Measure 2: Signal source separation. Position WiFi routers, NFC terminals, and staff radio base stations at least 2 meters from any gaming machine. The signal strength from these devices decreases with the square of the distance. Doubling the distance reduces signal strength at the machine by 75%. This simple positioning change can eliminate most interference from fixed signal sources.

Measure 3: Phone placement management. Provide designated phone shelf or holder locations adjacent to but not on top of each machine. Signage asking players to place phones on the holder rather than on the machine surface addresses the most proximate source of smartphone interference. The request is non-confrontational and most players comply if the holder is convenient.

Measure 4: Annual RF environment audit. Perform a spectrum analysis of your venue annually. Document all signal sources, frequencies, and power levels. Compare to the previous year’s audit to identify new signal sources. Investigate any new signal that is not associated with a known venue device. Unknown RF signals are a security concern regardless of whether they are causing observable interference.

Frequently Asked Questions

Can I completely eliminate external device interference?

No. Electromagnetic interference is a physical reality of operating electronic devices in proximity. You can reduce it to levels where it causes no observable effects, but you cannot eliminate it entirely because every electronic device radiates some electromagnetic energy. The goal is to reduce the induced signal strength below the threshold where the machine’s electronics respond to it. The measures described in this article typically reduce interference effects to this sub-threshold level for most venues.

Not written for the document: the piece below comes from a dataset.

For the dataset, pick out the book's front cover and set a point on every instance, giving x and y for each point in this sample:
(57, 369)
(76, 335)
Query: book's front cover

Could external device interference be covering up a deliberate attack?

Yes. An attacker can deliberately time their attack to coincide with common interference sources — keying their transmitter at the same moment a nearby phone connects to WiFi, for example — to make the attack appear to be innocent interference. If you observe credit or payout anomalies that consistently occur around the same time as ambient interference events, the correlation may be deliberate rather than coincidental. Investigate thoroughly.

Should I be concerned about players bringing specialty interference devices?

Yes. While most external device interference is unintentional, deliberate interference using modified phones or small transmitters is possible. A phone running modified firmware can be used to generate specific interference waveforms rather than just normal cellular/WiFi emissions. If a specific player’s behavior correlates with machine interference and the interference involves more than minor display artifacts (credit changes, payout changes, game state changes), investigate that player specifically.

A Managed Environment Is a Protected Environment

Your venue’s electromagnetic environment affects machine performance whether you manage it or not. An unmanaged environment produces random interference that you attribute to “machine glitches” and never properly diagnose. A managed environment reduces interference to a level where machines operate reliably and, equally importantly, where genuine attack signals stand out against a quieter background. Machine spacing, signal source separation, phone placement management, and annual RF audits — these are straightforward measures that improve machine reliability and security simultaneously. Manage your electromagnetic environment. Your machines will perform better, and your security devices will detect threats more reliably against a cleaner signal background.